• I didn’t like yesterday (A rant)

    So, yesterday at school. We went to a college in Mesquite and I was really upset and mad at what this girl said about me. I didn’t like how the teachers laughed and it really hurt my feelings. I didn’t like how she talked about it in front of everyone. I also had a bad feeling about one of the teachers who did that dance class. I thought she would make fun of me as well, that’s why I just waved at her and didn’t say anything. I didn’t like how that main lady just laughed. I liked nothing about the college other than the potential writing classes that they have there. I was really mad about yesterday and really pissed.

  • T-pop vs K-pop: The Rising Contender comparison

    T Pop is basically Thai Pop and it’s from Thailand and K Pop is Korean Pop, it’s from South Korea. T Pop features catchy hooks featuring Thai and English lyrics. K Pop sort of does that but with Korean and English lyrics. The main difference is the training process which K Pop requires a 2-7 years. Whereas T Pop has the same exact model, but it’s less restrictive and more people are individually grow into their careers. K Pop groups that I love are BTS, Stray Kids, TXT, Enhypen (even though I’m mad that one of the members left), Seventeen, NCT, and all the boy groups. I listen to some girl groups, but not many. T Pop groups/ singers that I like are BUS and Jeff Satur.
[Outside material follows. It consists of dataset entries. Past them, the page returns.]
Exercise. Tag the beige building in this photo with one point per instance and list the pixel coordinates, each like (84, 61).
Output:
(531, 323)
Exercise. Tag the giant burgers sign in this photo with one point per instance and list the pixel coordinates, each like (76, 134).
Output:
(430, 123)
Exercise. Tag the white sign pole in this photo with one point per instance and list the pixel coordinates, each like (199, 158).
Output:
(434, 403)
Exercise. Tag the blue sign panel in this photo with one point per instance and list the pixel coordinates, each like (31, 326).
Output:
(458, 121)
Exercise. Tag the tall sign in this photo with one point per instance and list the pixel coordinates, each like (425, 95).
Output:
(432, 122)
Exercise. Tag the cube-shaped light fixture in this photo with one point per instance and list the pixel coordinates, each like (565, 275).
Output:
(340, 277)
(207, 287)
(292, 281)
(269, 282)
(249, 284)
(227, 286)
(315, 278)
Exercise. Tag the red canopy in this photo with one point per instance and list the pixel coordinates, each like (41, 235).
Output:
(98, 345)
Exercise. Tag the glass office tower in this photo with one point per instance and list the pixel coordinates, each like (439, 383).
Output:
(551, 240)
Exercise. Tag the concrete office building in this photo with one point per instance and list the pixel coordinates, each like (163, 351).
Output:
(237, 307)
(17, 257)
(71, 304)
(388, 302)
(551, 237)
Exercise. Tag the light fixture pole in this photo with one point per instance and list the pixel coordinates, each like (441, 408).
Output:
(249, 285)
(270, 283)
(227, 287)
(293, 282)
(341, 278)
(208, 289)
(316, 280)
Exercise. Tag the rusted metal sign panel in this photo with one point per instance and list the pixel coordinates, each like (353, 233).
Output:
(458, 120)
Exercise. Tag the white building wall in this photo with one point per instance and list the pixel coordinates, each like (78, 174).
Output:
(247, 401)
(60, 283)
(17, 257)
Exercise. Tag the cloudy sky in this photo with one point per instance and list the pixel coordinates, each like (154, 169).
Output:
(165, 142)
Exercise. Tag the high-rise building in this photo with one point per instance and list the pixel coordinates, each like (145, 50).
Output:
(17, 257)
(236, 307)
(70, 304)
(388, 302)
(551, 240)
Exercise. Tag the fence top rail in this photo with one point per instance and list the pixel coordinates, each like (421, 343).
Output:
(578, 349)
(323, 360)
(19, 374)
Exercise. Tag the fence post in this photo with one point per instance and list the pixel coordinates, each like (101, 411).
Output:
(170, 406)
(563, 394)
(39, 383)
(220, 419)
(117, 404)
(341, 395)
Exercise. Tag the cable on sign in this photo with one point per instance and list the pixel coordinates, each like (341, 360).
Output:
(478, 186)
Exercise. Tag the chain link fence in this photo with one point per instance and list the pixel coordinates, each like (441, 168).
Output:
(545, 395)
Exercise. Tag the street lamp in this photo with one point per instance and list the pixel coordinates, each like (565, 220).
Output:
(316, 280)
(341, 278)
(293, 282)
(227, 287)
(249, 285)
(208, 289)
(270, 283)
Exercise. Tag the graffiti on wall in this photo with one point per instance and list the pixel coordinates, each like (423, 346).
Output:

  • What I did yesterday while it was raining

    I watched some YouTube videos on K Pop reaction channels and I hung out with my mom, we watched High Potential. I don’t really watch crime shows besides FBI and that’s it. I mostly watch thrillers and horror movies/ shows. I wasn’t even paying attention. It was raining kind of hard which made me a bit scared. But I think I’m slowly getting over my fear like I did last year. It was relaxing watching videos while it was raining. When my mom texted me to come to her room, I was like “I’m fine, like I don’t fear the rain anymore.”

  • An update on whether I’m leaving the school or staying

    So, I just found out yesterday that my mom is going to meet with someone on the 14th. I don’t know who it is, but my grandmother and my mom are going to be so excited when I get in. I haven’t gotten in yet. Let me share my thoughts on this. On one hand, I am happy to be leaving because I don’t have to deal with some of the rude teachers that hate me and on the other hand, I kind of feel sad because I’m going to miss Tiera and EJ and all of them. So, yeah. I feel a bit sad/ sorry. I hope I can see all of the teachers and students again one day.

  • Who’s the most confident person you know?

    I think the most confident person I know is my mom because she’s always telling me to be confident and not be nervous, she’s always being positive about everything and even when I’m not confident/ positive, she gives me a reason to be optimistic, brave, and courageous.

  • Would you describe yourself as controlling?

    No, I am not the type of person who controls others and I would never do that. I would describe myself as kind, caring, calm, and shy. I don’t like it when people control others because it makes someone feel like they’re not a person with feelings. It’s a very selfish thing to do.

  • What three songs always make you want to dance?

    Stray Kids- Item

    Chris Brown- Wishing

    Chris Brown- Hold You Down

  • A secret I never told anyone

    2 years ago, I had a TikTok K Pop account where I hated the rest of a K Pop group and only liked two of the members. I did this because I hated what my grandmother and dad said about me not talking, so I created an account to get fans mad. I said something like “What’s his name is better than this person.” I basically rage bait some fans and made them upset. I said that I didn’t really care, but in reality I did care. I felt really bad about what I was doing, but the worst part about all of this is that I made my friend and her mom very angry. Her name was Anna and she sent lots of angry emojis. I should’ve told her that I was the one that did it, but I never did because I didn’t want to lose our friendship. On the profile page, I called myself “Audrey” and I even included myself in the fights with Anna to make it more interesting. It will be one of my biggest regrets. What I done wasn’t an excuse to be mean to people, I should’ve been more considerate and honest about how I felt.

  • The K-Pop Paradox: Creativity vs. Fan Expectations

    I think one of my biggest fears is that people might misunderstand my stories about K Pop stars. Because I write stories about K Pop stars being evil and I don’t want people to take it the wrong way, my teacher Mrs. G says “Oh, it’s only a fictional story.” I have my thoughts about it. I feel like a bad person for doing this because I love all the K Pop stars, I tend to overthink what people say and my mom tells me about being confident, anxiety, and overthinking all the time. For example, I overthink the weather and I obviously overthink my work (my writing, my stories, books I’ll potentially write) I get that it is common, but sometimes I wish that it would stop and my brain says something like “Go for it, do it.”

  • Fear of Storms

    I don’t like tornadoes and they’re really scary to me. I hate them and I’m like always so scared of them. My teacher is trying to help me and I don’t know what to do. I feel less safe at home and at school.